Google's John Mueller said on Mastodon that using AI or ChatGPT blindly for title tag generation is not a great idea. But he added that if you are running out of ideas and need inspiration, you can leverage the tools for some ideas.
John wrote, "I don't know if AI is the right approach to making titles & descriptions, but if you're running out of ideas, and especially if you see pages showing up in search for the wrong terms, it seems like a good way to get inspiration, or to try new things out. I would strongly discourage blindly following it though: you know your audience much better than any tool."
He added that when his team was working on the SEO developer documentation, they spent a lot of time working on titles. He said, "Making great titles & descriptions is great.
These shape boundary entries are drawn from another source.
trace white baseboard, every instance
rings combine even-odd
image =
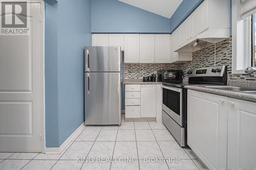
[[[83,123],[70,136],[69,136],[59,148],[46,148],[45,150],[45,154],[51,155],[60,154],[65,148],[72,143],[71,141],[74,140],[77,137],[85,126],[84,123]]]

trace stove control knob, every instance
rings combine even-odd
[[[221,69],[220,69],[220,68],[217,68],[216,69],[216,71],[217,71],[218,72],[220,72],[221,71]]]

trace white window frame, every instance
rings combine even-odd
[[[241,0],[232,1],[232,74],[244,74],[251,66],[251,17],[242,16]]]

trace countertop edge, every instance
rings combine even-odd
[[[194,90],[205,92],[209,93],[225,96],[230,98],[234,98],[244,101],[252,102],[256,102],[256,95],[242,92],[236,92],[225,90],[217,89],[210,88],[201,87],[198,86],[185,86],[184,88]]]
[[[124,84],[162,84],[161,82],[123,82]]]

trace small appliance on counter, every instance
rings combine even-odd
[[[157,81],[162,82],[182,83],[183,71],[181,70],[164,70],[157,71]]]
[[[152,74],[151,76],[148,76],[146,77],[143,77],[143,82],[156,82],[156,75]]]
[[[189,70],[188,82],[182,82],[181,70],[159,71],[163,82],[163,123],[181,147],[187,145],[186,101],[185,85],[227,84],[226,66]]]

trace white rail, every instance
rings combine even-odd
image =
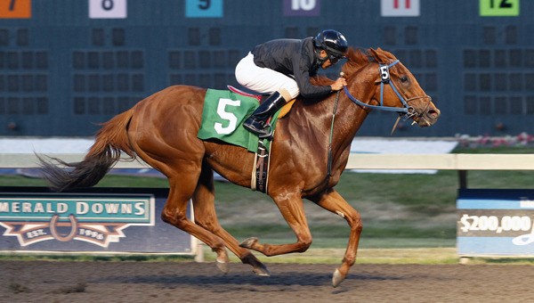
[[[49,154],[67,162],[79,161],[84,154]],[[33,153],[0,153],[0,168],[38,167]],[[119,161],[115,168],[147,168],[142,161]],[[394,154],[353,153],[347,169],[449,169],[449,170],[534,170],[534,154]]]

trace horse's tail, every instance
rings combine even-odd
[[[94,143],[81,162],[68,163],[50,157],[44,160],[37,155],[43,176],[48,181],[50,188],[62,192],[93,186],[120,160],[121,151],[134,160],[136,155],[132,150],[127,134],[133,113],[132,109],[103,123],[96,134]],[[61,165],[57,166],[54,161]]]

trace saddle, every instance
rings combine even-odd
[[[262,103],[269,95],[267,94],[253,94],[247,92],[244,92],[239,88],[236,88],[232,86],[228,86],[228,89],[233,93],[242,94],[247,97],[255,98],[260,103]],[[282,107],[280,110],[278,119],[284,118],[289,111],[291,111],[291,107],[295,103],[295,99],[291,100],[286,105]],[[271,118],[272,119],[272,118]],[[269,120],[271,122],[271,120]],[[267,193],[267,184],[268,184],[268,176],[269,176],[269,149],[266,147],[266,143],[263,140],[271,141],[273,137],[268,139],[260,139],[258,140],[258,149],[255,152],[255,157],[254,160],[254,168],[252,170],[252,182],[250,188],[253,191],[258,191],[262,192]]]

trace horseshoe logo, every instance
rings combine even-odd
[[[77,220],[74,215],[70,214],[69,216],[69,220],[70,221],[70,233],[67,235],[60,234],[57,231],[58,221],[60,219],[60,215],[56,214],[52,217],[50,220],[50,233],[52,236],[57,241],[61,241],[62,242],[69,242],[76,236],[76,231],[77,229]]]

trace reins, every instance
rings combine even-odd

We (well, @lizzi and @methode mostly) spent a lot of time working on our titles and descriptions for our ... SEO documentation in the past two years, and I think it's made a big difference." They didn't really look at it from the ranking side, he said. "I don't think anyone on our side looks at rankings, but the pages appear to show more for relevant questions (tech terminology vs real people), traffic is fine, and more importantly, the helpfulness-ratings (thumbs up/down) are great," he added.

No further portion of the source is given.